Indeed, data is often far from the celebrated resource it is so often perceived as. It can prove both difficult and downright dangerous. The most common arguments against the merits of data centre around cost, security and consumer concerns.

  • Cost of storage

Expense is perhaps the most basic argument for data being a liability. It costs money and eats up a vast amount of energy to store and process all the data we collect. This not only includes the cost of data hosting, but also the costs of the software needed to collect, analyse and manage it.

  • Security of data

With the rise of awareness — and instances — of cybercrime and data breaches, many people are hesitant to share their data. Companies that do collect it are then faced with the task of ensuring its safety. This poses another instance of the liability of hoarding data — where a breach stands to damage the customer relationship and erode any trust you’ve built. And this is true regardless of whether you’ve used that data or not.

  • Privacy concerns

Apart from major data breaches, collecting and using data is also a potential privacy liability. People don’t tend to enjoy feeling as though they’re being spied on. Nobody wants their every move stalked and scrutinised. So, when they receive materials and services based on information they haven’t shared, it can be unsettling or annoying for customers. In some cases, it could scare them away or damage the relationship they have with your brand.

Types of data

These problems don’t necessarily lie with the data we use. It’s the data that we hoard but don’t use that proves a major liability, because the risks aren’t offset by benefits.

Useful data is a liability in so much that it needs storing and protecting, but it’s often far more an asset providing a valuable decision-making aid.

Non-useful data is the other side of the coin. It’s most likely to pose a liability to your business, and it comes in a few forms.

  1. Legacy data: once-useful data that is now old and outdated.
  2. Duplicate data: repeat records of the same data.
  3. Dark data: the data we don’t use, analyse or even realise we’re collecting.

This data we store — but don’t use — offers us little-to-no benefit. It’s not an asset because it doesn’t provide any advantages. But by collecting and storing it, we end up out of pocket. Plus, should a breach happen, non-useful data is as damaging as useful data.

In other words, it’s unneeded, but still a vulnerability.

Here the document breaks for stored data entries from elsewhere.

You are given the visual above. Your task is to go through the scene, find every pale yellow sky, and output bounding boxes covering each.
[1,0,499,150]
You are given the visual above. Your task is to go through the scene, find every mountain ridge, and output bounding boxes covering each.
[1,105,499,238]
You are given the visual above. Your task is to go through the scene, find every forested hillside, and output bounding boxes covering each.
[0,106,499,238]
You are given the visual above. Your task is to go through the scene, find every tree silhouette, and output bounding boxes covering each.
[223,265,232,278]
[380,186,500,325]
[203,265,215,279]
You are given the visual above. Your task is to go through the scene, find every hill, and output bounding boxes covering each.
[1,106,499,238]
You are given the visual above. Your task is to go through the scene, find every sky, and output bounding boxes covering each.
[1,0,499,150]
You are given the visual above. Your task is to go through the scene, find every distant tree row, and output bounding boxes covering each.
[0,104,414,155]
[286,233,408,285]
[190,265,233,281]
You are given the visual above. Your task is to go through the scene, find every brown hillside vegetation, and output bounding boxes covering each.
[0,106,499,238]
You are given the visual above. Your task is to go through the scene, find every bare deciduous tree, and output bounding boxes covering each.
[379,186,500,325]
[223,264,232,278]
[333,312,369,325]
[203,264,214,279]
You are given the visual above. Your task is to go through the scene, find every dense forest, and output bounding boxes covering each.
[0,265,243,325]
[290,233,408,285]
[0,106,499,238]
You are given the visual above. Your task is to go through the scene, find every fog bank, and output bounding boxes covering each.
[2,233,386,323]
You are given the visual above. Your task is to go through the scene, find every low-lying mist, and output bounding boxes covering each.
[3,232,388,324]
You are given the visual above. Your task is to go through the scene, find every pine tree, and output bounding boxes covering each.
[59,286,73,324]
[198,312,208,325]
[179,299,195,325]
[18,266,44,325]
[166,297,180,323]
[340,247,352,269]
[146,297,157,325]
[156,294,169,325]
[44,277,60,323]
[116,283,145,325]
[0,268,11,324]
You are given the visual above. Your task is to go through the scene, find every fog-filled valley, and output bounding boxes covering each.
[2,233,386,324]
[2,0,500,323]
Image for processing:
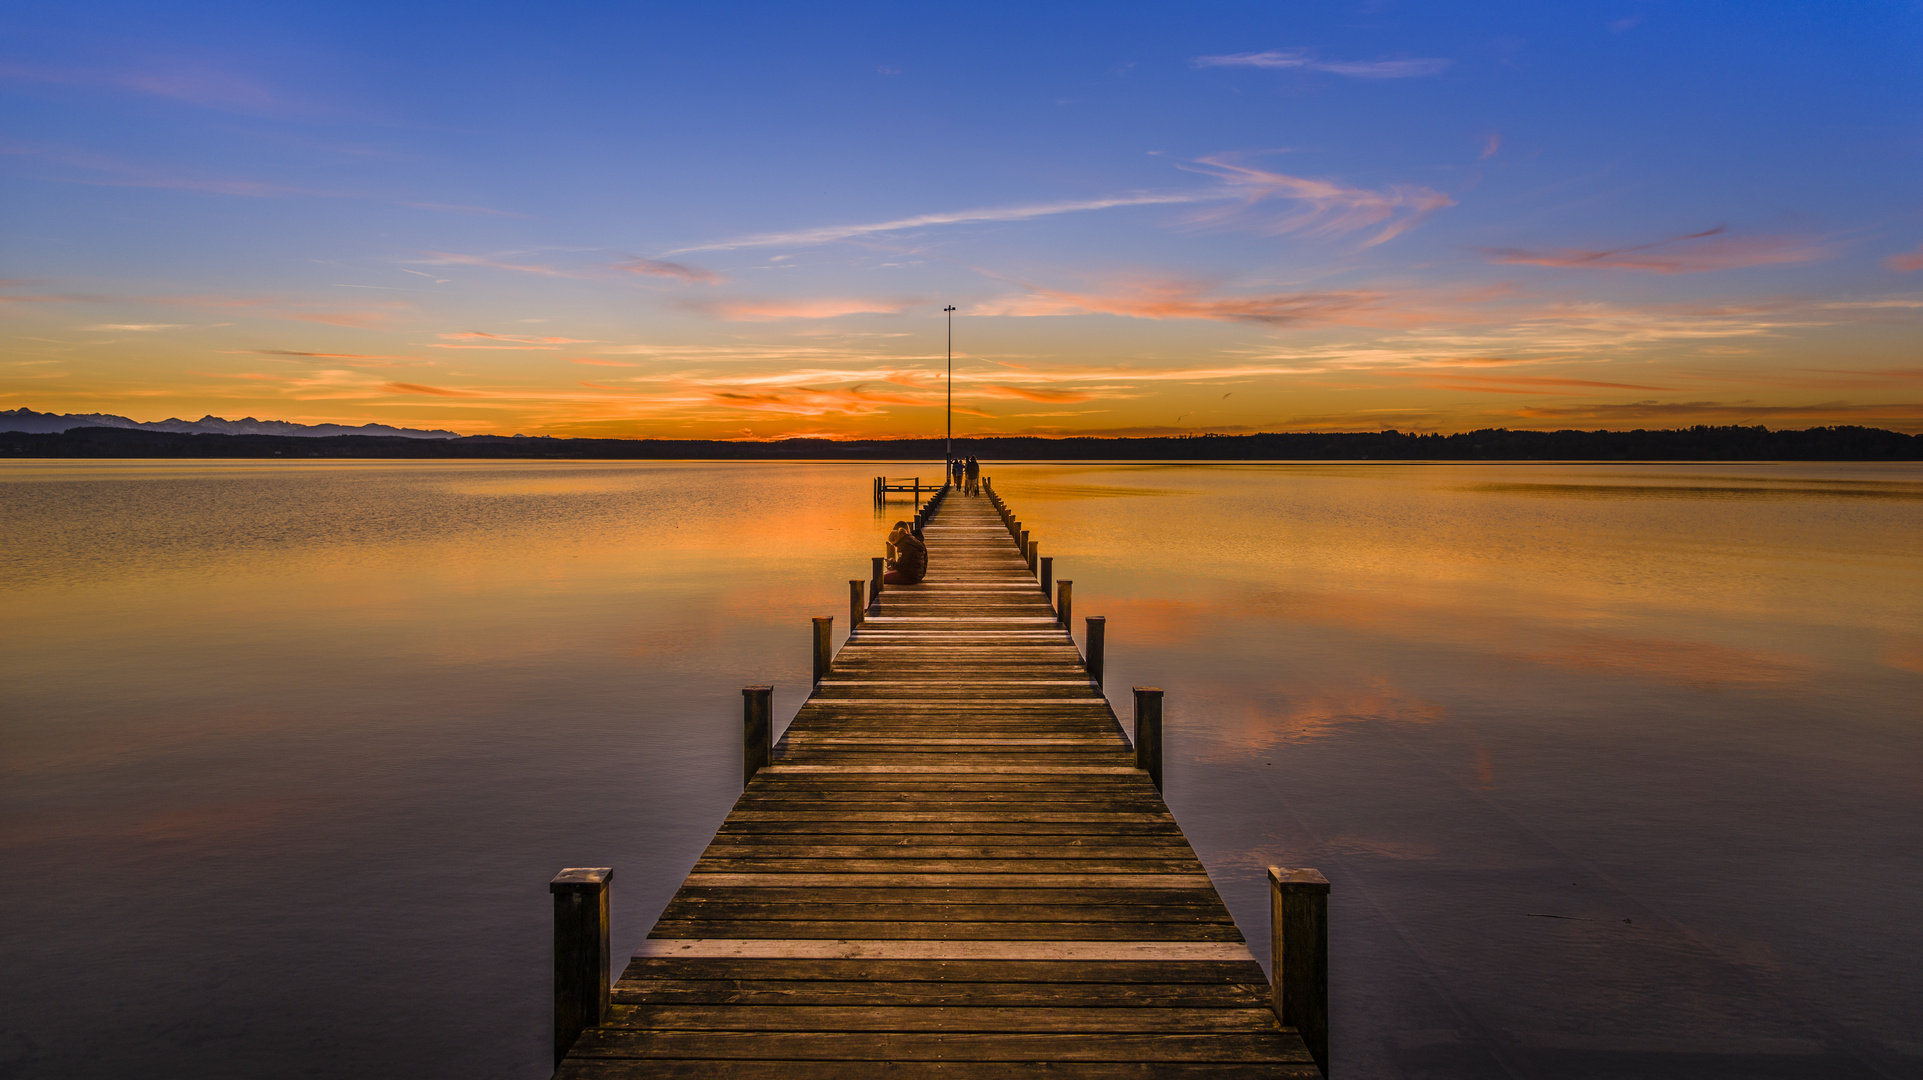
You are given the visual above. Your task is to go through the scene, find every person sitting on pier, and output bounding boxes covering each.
[964,456,980,495]
[883,519,928,585]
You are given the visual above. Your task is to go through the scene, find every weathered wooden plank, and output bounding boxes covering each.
[688,858,1206,875]
[615,957,1271,983]
[632,940,1255,962]
[657,901,1234,922]
[566,1030,1313,1063]
[646,922,1248,941]
[610,979,1266,1008]
[679,874,1219,889]
[666,888,1230,907]
[600,1005,1284,1033]
[694,843,1198,858]
[558,1061,1319,1079]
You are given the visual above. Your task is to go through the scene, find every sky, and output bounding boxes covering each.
[3,1,1921,439]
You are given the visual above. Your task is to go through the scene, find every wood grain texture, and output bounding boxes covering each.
[557,485,1317,1076]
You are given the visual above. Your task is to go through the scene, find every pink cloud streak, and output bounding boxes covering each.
[616,257,723,284]
[703,297,920,321]
[1484,227,1836,274]
[1883,244,1923,272]
[976,279,1391,326]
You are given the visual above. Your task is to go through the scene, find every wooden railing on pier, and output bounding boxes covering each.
[550,479,1330,1077]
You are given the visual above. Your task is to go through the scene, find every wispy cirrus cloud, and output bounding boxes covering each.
[284,308,409,329]
[616,257,724,284]
[973,385,1100,403]
[0,59,288,114]
[384,382,480,397]
[1883,244,1923,272]
[2,142,325,196]
[700,297,922,321]
[1193,49,1451,78]
[664,153,1449,256]
[1400,372,1677,395]
[975,277,1394,326]
[697,383,947,419]
[664,193,1206,255]
[415,250,723,284]
[1483,226,1837,273]
[254,350,423,368]
[416,251,571,277]
[1179,155,1453,246]
[432,330,596,348]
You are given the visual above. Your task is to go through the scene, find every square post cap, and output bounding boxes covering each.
[551,867,613,893]
[1267,865,1330,893]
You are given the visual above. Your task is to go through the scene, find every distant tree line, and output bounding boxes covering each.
[4,423,1919,460]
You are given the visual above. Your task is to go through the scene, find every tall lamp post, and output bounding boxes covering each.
[944,305,957,466]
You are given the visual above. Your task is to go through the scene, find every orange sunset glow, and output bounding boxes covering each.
[5,5,1920,439]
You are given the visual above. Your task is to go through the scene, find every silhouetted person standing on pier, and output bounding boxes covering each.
[964,456,980,495]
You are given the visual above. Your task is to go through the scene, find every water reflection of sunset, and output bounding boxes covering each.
[4,459,1918,1078]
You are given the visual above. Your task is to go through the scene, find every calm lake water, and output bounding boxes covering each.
[2,459,1919,1079]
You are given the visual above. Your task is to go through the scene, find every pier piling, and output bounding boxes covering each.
[1133,686,1164,791]
[811,617,833,684]
[1271,866,1332,1076]
[549,867,611,1067]
[741,685,772,784]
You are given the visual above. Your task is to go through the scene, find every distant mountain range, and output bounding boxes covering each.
[0,407,463,439]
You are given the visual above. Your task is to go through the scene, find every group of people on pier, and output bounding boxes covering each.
[949,455,981,495]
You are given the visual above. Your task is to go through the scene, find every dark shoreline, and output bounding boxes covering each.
[4,423,1919,460]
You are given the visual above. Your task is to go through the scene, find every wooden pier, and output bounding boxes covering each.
[551,479,1329,1077]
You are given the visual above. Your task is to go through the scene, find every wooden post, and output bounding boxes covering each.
[1085,616,1105,686]
[1057,580,1072,630]
[871,556,885,603]
[1039,556,1053,598]
[1133,687,1163,791]
[1028,539,1039,574]
[1018,527,1029,556]
[1269,866,1331,1076]
[812,617,833,684]
[742,685,772,784]
[550,866,612,1067]
[849,580,865,628]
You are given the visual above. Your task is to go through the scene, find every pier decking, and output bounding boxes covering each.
[554,484,1322,1077]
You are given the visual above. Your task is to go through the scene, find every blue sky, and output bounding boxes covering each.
[4,1,1921,436]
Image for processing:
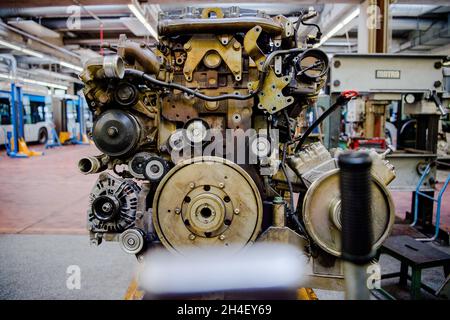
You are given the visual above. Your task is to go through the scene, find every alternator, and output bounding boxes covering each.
[88,173,140,237]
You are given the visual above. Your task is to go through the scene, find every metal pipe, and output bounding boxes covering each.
[158,17,284,36]
[78,155,107,174]
[0,19,80,59]
[272,197,285,227]
[0,5,129,18]
[0,54,17,75]
[119,42,161,75]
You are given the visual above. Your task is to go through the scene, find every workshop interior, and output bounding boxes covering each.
[0,0,450,302]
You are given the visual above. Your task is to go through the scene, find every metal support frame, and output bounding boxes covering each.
[7,83,27,158]
[72,95,89,145]
[45,127,62,149]
[411,163,450,242]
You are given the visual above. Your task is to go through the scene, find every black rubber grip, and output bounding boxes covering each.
[338,152,374,264]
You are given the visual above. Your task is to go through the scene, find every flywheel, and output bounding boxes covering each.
[152,156,263,254]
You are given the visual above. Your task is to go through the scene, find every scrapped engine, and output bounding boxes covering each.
[79,7,396,278]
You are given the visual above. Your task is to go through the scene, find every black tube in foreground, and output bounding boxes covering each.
[338,152,374,265]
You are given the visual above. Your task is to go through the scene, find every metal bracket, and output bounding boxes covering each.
[248,69,294,114]
[183,36,242,82]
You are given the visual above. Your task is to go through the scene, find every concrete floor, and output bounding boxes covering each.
[0,234,136,300]
[0,144,449,299]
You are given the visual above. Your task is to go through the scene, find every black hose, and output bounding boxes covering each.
[124,47,304,102]
[126,69,254,101]
[293,95,350,152]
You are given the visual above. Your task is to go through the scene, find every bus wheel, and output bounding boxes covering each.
[38,128,48,144]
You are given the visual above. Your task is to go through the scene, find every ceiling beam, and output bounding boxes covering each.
[1,0,449,8]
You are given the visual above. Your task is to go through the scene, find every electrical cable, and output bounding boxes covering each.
[293,90,358,152]
[280,109,307,237]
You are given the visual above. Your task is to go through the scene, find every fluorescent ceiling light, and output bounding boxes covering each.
[120,17,152,36]
[128,4,158,40]
[0,73,68,90]
[0,39,22,51]
[59,61,83,73]
[21,48,44,58]
[0,39,44,58]
[0,39,82,72]
[317,8,360,47]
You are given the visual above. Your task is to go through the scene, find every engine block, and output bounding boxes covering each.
[79,7,395,277]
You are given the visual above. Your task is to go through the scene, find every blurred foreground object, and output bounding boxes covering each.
[339,151,373,300]
[140,243,307,299]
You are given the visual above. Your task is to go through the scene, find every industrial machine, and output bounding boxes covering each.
[328,54,450,241]
[78,7,396,286]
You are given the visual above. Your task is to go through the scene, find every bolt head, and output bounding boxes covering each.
[175,207,181,214]
[106,126,119,137]
[219,183,224,188]
[189,234,196,240]
[219,234,226,241]
[234,208,240,215]
[102,202,113,212]
[189,182,195,189]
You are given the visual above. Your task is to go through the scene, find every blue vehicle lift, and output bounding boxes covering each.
[63,96,90,145]
[7,83,27,158]
[3,84,43,158]
[411,162,450,242]
[45,126,62,149]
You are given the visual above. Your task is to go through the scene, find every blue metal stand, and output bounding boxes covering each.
[411,163,450,242]
[72,96,90,145]
[7,83,27,158]
[45,127,62,149]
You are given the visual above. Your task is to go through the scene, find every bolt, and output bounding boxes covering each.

Actionable insight and correct usage

Data, when used correctly, is an asset. It gives insight that’s integral to helping us improve and direct all areas of our business efforts. But we’re collecting far too much of it. So much, in fact, that it’s becoming a liability.

So, to optimise our data, we need to be sure that we are using it effectively. We need to always ask ‘does the benefit outweigh the costs?’

Correct and effective use of data starts with only collecting the useful data. It means following legal regulations for its use. And it means carefully considering how best to use the insight it grants.

A data de-clutter

The key to reducing the liability of data, then, is focusing on recording and storing only the data we use and need. We also need to be wary of the effects that actions based on data insight could have. Keep the data that provides an asset, and forget the data that’s just a liability.

It’s time for a data de-clutter. We need to stop storing and start deleting all the non-useful data that’s clogging up our systems. If the benefit of keeping the data doesn’t outweigh the risk of storing it, why do we need it anyway?